West Nile virus has been found in a mosquito sample from Standish.

The monitoring pool in which the disease was detected is a few miles northwest of Gorham, where the virus was pinpointed and confirmed eight days ago.

The virus, transmitted by infected mosquitoes, was discovered in a surveillance pool in a densely wooded area between Route 35 and the northeast edge of Sebago Lake, said Standish Town Manager Gordon Billington.

He was informed of the finding Thursday by the state Center for Disease Control and Prevention, which posted a notification on its website.

The exact location of the infected mosquito sample was not disclosed by state officials, who continue to monitor for the virus throughout Maine.

It is south of Saint Joseph’s College, Billington said, and the area has light residential development. He said he expects more infected mosquitoes will be detected in the Sebago Lake region.

Billington said there has been no discussion of using pesticides in Standish to control the mosquito population, and he doesn’t expect any.

There has been considerable debate among school officials, parents, activists and pesticide applicators about the use and efficacy of pesticide poisons to control West Nile virus, which has not spread to humans in Maine.

West Nile virus was found earlier in August at a mosquito-surveillance site in Lebanon, on the New Hampshire border in York County. School officials in the town of about 4,000 residents ordered preventive spraying of a botanical pesticide on the edges of two elementary school properties.

The disease has been detected and spread to humans in Massachusetts and New Hampshire, and pesticides have been more widely used in communities in those states. The total number of cases of West Nile virus has exceeded 40 nationwide, most in Texas and other Southern states.

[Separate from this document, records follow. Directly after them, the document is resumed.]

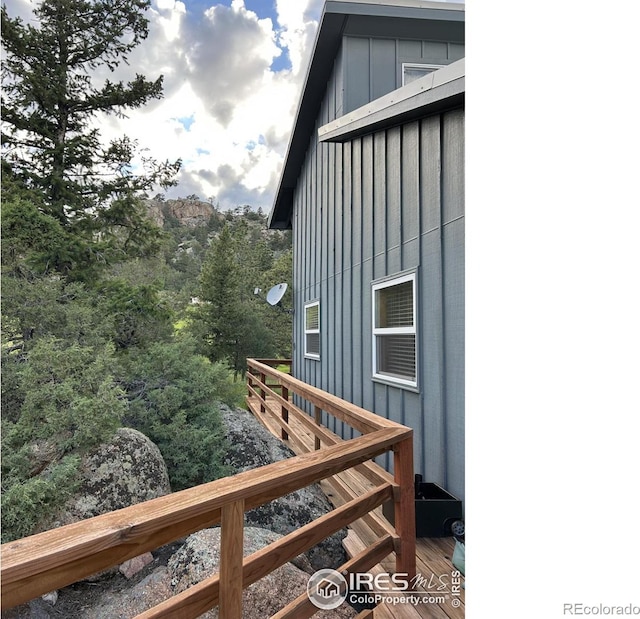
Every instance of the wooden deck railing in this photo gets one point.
(40, 563)
(271, 398)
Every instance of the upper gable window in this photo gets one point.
(312, 330)
(412, 71)
(394, 330)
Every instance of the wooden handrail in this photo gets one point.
(358, 418)
(40, 563)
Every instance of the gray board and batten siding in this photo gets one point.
(376, 202)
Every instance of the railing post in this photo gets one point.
(231, 555)
(284, 411)
(318, 415)
(405, 515)
(263, 393)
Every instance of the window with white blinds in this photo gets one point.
(312, 330)
(394, 330)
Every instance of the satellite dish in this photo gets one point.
(274, 296)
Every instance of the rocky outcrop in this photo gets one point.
(187, 212)
(198, 559)
(251, 446)
(126, 470)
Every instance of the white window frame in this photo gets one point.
(307, 354)
(382, 331)
(418, 65)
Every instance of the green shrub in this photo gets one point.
(174, 398)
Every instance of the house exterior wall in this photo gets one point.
(369, 208)
(373, 65)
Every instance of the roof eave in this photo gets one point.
(433, 94)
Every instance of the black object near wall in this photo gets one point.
(436, 509)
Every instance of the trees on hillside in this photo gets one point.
(50, 145)
(229, 318)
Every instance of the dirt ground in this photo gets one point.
(77, 599)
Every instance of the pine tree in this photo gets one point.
(231, 325)
(51, 95)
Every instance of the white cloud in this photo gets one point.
(225, 112)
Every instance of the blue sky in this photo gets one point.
(232, 71)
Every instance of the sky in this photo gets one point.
(232, 71)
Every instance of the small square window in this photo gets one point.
(312, 330)
(394, 330)
(412, 71)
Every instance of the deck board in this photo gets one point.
(433, 555)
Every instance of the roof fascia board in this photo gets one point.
(433, 93)
(400, 8)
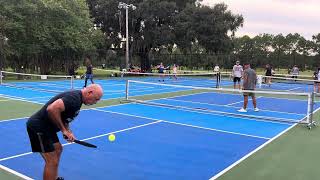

West Nile virus is transmitted by the bite of an infected mosquito. It can cause illness in birds, humans and other mammals. Although the disease can be fatal, many people who are infected show no symptoms and might never know they were infected, say officials for the state CDC.

Symptoms of the virus include headache, high fever, altered mental state, tremors, convulsions and, rarely, paralysis. It can also cause meningitis, an inflammation of the protective membranes covering the brain and spinal cord, or encephalitis, which involves irritation and swelling of the brain.

There is no specific treatment for West Nile virus, so state and town health officials have urged residents to do all they can to avoid exposure to mosquitoes.